L’articolo 12-quinquies del citato Decreto interviene con due importanti modifiche:

  • introduce il termine di 12 giorni, rispetto al momento alla memorizzazione, per l’invio dei corrispettivi telematici all’Agenzia delle entrate (fermo restando l’obbligo di imputazione dell’imposta nel periodo in cui il corrispettivo è stato memorizzato);
  • prevede un periodo di “moratoria” di sei mesi (decorrente dal 1° luglio 2019 per i soggetti che nel 2018 hanno generato un volume d’affari superiore ad euro 400.000, ovvero dal 1° gennaio 2020 per gli altri soggetti) durante il quale non si applica la sanzione di cui all’articolo 2, comma 6, D.Lgs. 127/2015 (100% dell’imposta) nel caso in cui i corrispettivi siano inviati telematicamente entro la fine del mese successivo a quello in cui sono stati memorizzati (quindi, ad esempio, i corrispettivi memorizzati durante il mese di luglio 2019 potranno essere inviati telematicamente entro la fine di agosto 2019).

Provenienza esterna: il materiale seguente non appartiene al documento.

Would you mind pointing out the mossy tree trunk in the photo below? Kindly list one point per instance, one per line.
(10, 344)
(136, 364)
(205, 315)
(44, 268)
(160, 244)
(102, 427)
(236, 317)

Si ricorda che la memorizzazione deve coincidere con il momento di effettuazione dell’operazione.

La moratoria in questione nasce dall’esigenza di venire incontro ai molti soggetti che non sono riusciti ad installare in tempo utile (1° luglio 2019, per coloro che nel 2018 hanno dichiarato un volume d’affari superiore ad euro 400.000) il registratore telematico necessario per poter procedere con l’invio dei corrispettivi giornalieri all’Agenzia delle entrate.

Per tale motivo, l’Agenzia delle entrate, nella circolare 15/E/2019 ha chiarito che “al fine di evitare l’applicazione delle sanzioni (….) la disposizione (….) consente ai predetti soggetti, qualora non abbiano ancora la disponibilità di un registratore telematico, di assolvere l’obbligo di trasmissione dei dati relativi ai corrispettivi giornalieri, entro i più ampi termini previsti dal predetto comma (entro il mese successivo a quello di effettuazione dell’operazione)“.

In merito alla moratoria, l’Agenzia fornisce le seguenti precisazioni:

  • resta fermo l’obbligo di memorizzazione giornaliera dei corrispettivi utilizzando i registratori di cassa già in uso, ovvero emettendo le ricevute fiscali (ciò che è stato rinviato è infatti solamente l’invio dei corrispettivi);
  • il differimento è applicabile fino al momento in cui è attivato il registratore telematico, e comunque non oltre il termine massimo di sei mesi;
  • resta fermo, fino al momento di adozione del registratore telematico, l’obbligo di rilascio al cliente dello scontrino fiscale, ovvero della ricevuta, nonché l’obbligo di tenuta del registro dei corrispettivi e di liquidazione periodica dell’Iva nei termini ordinari (come detto, in base alla data di effettuazione dell’operazione).

Nell’ultima parte del documento di prassi in questione, l’Agenzia precisa che il periodo di moratoria (e quindi la mancata applicazione delle sanzioni) opera anche per coloro che hanno già attivato il registratore telematico, ai quali è quindi consentito di poter posticipare l’invio dei corrispettivi giornalieri entro la fine del mese successivo rispetto a quello di memorizzazione degli stessi.

L’apertura dell’Agenzia, la cui utilità in qualche modo sfugge, va probabilmente letta in considerazione della necessità di prevedere un periodo di “rodaggio” per tutti, compresi a questo punto coloro che decidono di optare per l’utilizzo della procedura web senza l’adozione del registratore telematico.